I extracted the mostly useless writing utensil and placed it on the counter where it was received by a small hand.

“Grabby,” he said.

He didn’t examine the pencil to notice that it wasn’t round, or to see the peeling blue paint or the crudely sharpened end, shaved to a passable point by a knife instead of a pencil sharpener.

He just stuck it right into his ear and said, “Ow,” with surprise in his voice.

“No,” I shouted and confiscated the pencil.

“Why would you put that into your ear?” I asked.

“Dada,” he replied.

I shook my head, obviously, he didn’t understand the question.

Later that day, Daddy Longlegs called to check-in on the inmates of the madhouse.

I explained, “Everything is fine except that Little Legs stuck a pencil in his ear.”

He replied without surprise, “I guess I taught him that. I tried to teach him how to put it behind his ear, but he kept putting it into his ear.”

“Well, I guess you did,” I said with a tone that indicated that there were better things to teach the tiny monkey.     

The little boy was always watching and waiting for his opportunity to test out new skills. To that end, he might not be able to get the pencil to do exactly what he planned, but he sure could tell on the person who tried to teach him to do it.

We were now living in a house of no secrets.

Creature of the Crib

Perhaps the monitor is picking up the sound from another dimension?

Surely, a pterodactyl is not shrieking in the baby’s room. However, if my ears are to be believed, an otherworldly demon-creature has taken over, and I can only assume it is sitting on the changing table, lovingly gazing down at the baby, squalling and shrieking with delight.

What else could be making such a high-pitched, unhuman like noise?
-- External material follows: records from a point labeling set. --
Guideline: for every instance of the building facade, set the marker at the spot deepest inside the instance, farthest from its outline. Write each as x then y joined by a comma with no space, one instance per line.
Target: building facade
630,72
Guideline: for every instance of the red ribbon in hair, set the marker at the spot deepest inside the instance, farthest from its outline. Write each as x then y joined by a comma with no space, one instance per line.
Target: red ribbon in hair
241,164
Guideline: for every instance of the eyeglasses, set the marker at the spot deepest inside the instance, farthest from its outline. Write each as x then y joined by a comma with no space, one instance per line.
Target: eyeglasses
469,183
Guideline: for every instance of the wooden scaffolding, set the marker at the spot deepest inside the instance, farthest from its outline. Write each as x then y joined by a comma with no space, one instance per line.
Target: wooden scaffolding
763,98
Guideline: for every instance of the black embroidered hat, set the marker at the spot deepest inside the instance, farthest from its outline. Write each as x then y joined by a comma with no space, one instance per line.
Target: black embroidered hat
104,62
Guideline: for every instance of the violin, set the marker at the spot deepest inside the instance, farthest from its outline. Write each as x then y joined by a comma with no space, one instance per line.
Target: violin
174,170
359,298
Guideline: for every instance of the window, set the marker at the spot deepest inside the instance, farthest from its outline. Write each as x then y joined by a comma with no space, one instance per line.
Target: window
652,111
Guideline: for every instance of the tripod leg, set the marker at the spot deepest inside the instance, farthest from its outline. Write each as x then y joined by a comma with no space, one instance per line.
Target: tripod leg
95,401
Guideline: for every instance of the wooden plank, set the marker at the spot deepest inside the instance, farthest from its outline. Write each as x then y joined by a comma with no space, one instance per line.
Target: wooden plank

A quick check of the screen reveals an angry baby, rocking back and forth. He, indeed, is the tiny the creature of the crib.

This comes as quite the surprise as I hoped that he would stay as a baby a bit longer before becoming this being with a voice of his own who wants to crawl and walk and run and play.

Of course, what is not shocking is that it happened in 2020: the year of the pandemic, the election, and now the creature of the crib.  

What comes next in this time that feels like a science fiction novel?

Flying pigs, self-driving cars, healthcare for all?

In a few more weeks, this will be a year to remember and tuck away into history. Gone for good, thankfully. A year we never have to relive unless we still can’t get the virus under control. And in that case, I wouldn’t put the hand sanitizer away, not quite yet.